Web Usage Mining (WUM) consists in the application of Data Mining (DM) procedures
in analyzing the user access on a Web site. Similar to any KDD process, the
WUM contains three main steps: preprocessing, knowledge extraction and results
analysis. In this paper we focus on the first step, data preprocessing in WUM,
which is a fastidious and complex process (according to a poll from, two thirds
of DM analysts consider that the time spent for data cleaning and preparation
represent more that 60% of the total analysis time).
The objectives of the analyst are: to determine the exact list of users who
accessed the Web site and to reconstitute the sequence of actions performed
on the Web site by each user (called ``user session'').
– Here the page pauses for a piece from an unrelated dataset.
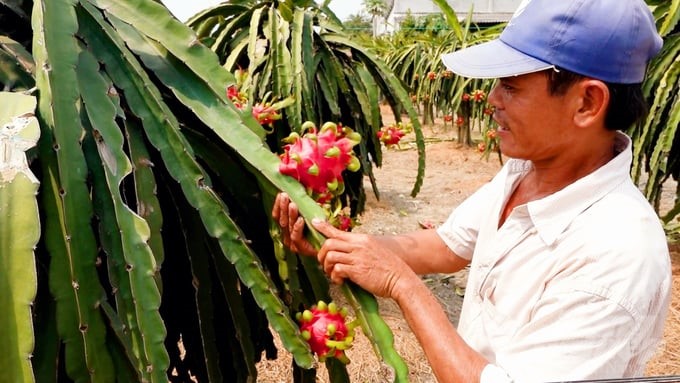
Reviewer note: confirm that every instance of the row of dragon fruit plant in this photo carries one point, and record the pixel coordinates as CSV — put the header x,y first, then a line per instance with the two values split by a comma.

To do this, the analyst
may only use the log files and, eventually, the site map. In the first step
several tasks have to be completed, such as: data preparation, data cleaning,
data transformation and data reduction. Also irrelevant or noisy data (e.g.
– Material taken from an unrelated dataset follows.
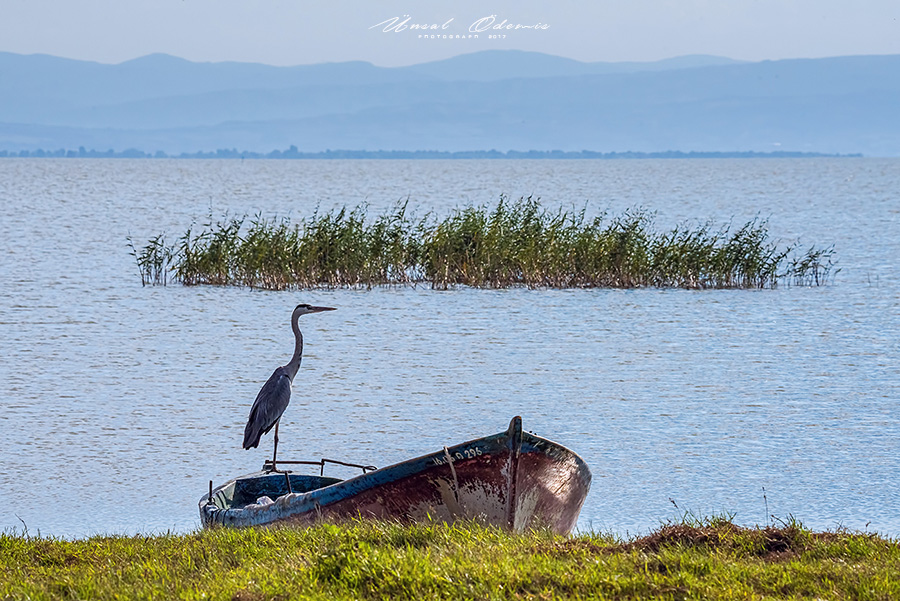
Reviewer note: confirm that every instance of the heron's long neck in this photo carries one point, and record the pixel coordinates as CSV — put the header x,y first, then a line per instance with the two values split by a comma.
x,y
294,363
requests from Web robots) must be excluded from the processed log file.
When a WUM process is
jointly applied to the Web logs from several Web sites, generally belonging
to the same organization, we call this process the Intersites WUM.
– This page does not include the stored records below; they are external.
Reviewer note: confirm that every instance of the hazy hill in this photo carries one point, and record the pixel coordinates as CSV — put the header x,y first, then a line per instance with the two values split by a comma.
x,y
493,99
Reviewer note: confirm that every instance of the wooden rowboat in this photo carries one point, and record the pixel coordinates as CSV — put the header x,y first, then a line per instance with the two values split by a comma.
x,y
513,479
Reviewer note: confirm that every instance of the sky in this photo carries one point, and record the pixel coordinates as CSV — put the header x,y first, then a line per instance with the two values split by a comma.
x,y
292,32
Today, an important organization may have several Web servers for its Web
sites. For example INRIA (The French National Research Institute for Research
in Computer Science and Control) has one main Web server for http://www.inria.fr/,
one server for each of the six research units (see,
http://www.inria.fr/inria/unites.en.html, for the complete list) that
INRIA has in France (as of December 2003) and other servers, e.g. for the
Web sites' search engines or the intranet. A user navigates through all these
servers in a transparent manner as the pages from different Web servers are
strongly interlinked. There are many chances that visitors would not even
remark that the Web server changed (to see this, they must look at the address
displayed in the address bar). However, for the WUM analyst this change is
very important. Since the users are looking for a specific piece of information,
their complete visit is constituted from all the log entries found in the
various log files (because there is only one log file for one Web server).
The analyst has to reassemble the path followed by the user through different
servers. Our solution is to join all these log files and to reconstitute this
visit.
The structured data that we extracted from the log files is transferred to
a relational database. In the last step of our method we enriched the structured
data by means of data generalization and summarization operations. This will
further allow to the DM analyst to focus only on information of interest.
In accordance with the work of W3C on Web Characterization Terminology we reformulate the definition for the main WUM terms, used in this document, and propose new definitions for the visit, episode and Web server log file.
Within our project AxIS, we developed LogMiner - a software tool for analyzing the users’ access on a Web site. This analyze is based on HTTP access log files of the Web site server which needs to be analyzed.
The Web site user’s
access analyzes consists in:
Starting from the raw HTTP log files from the Web server and using LogMinner the analyst obtains a preprocessed log file in a specified format which contains rich information about users’ requests (user, IP address, user agent, date, time, duration, HTTP request status, requested URL, referrer URL). Also user requests are grouped in sessions, visits and episodes. Each line from this file identify a user request and contains information about request session, request visit and request episode.
In order to reduce the data redundancy, to obtain statistics about sessions, navigation and episodes and to facilitate utilization of these data by third parties, the WUM analyst can use LogMiner to export the data from preprocessed log file to a relational database.
The WUM analist can use to store the log file into relational database either the LogMiner graphical user interface or can execute the LogMiner in command line mode.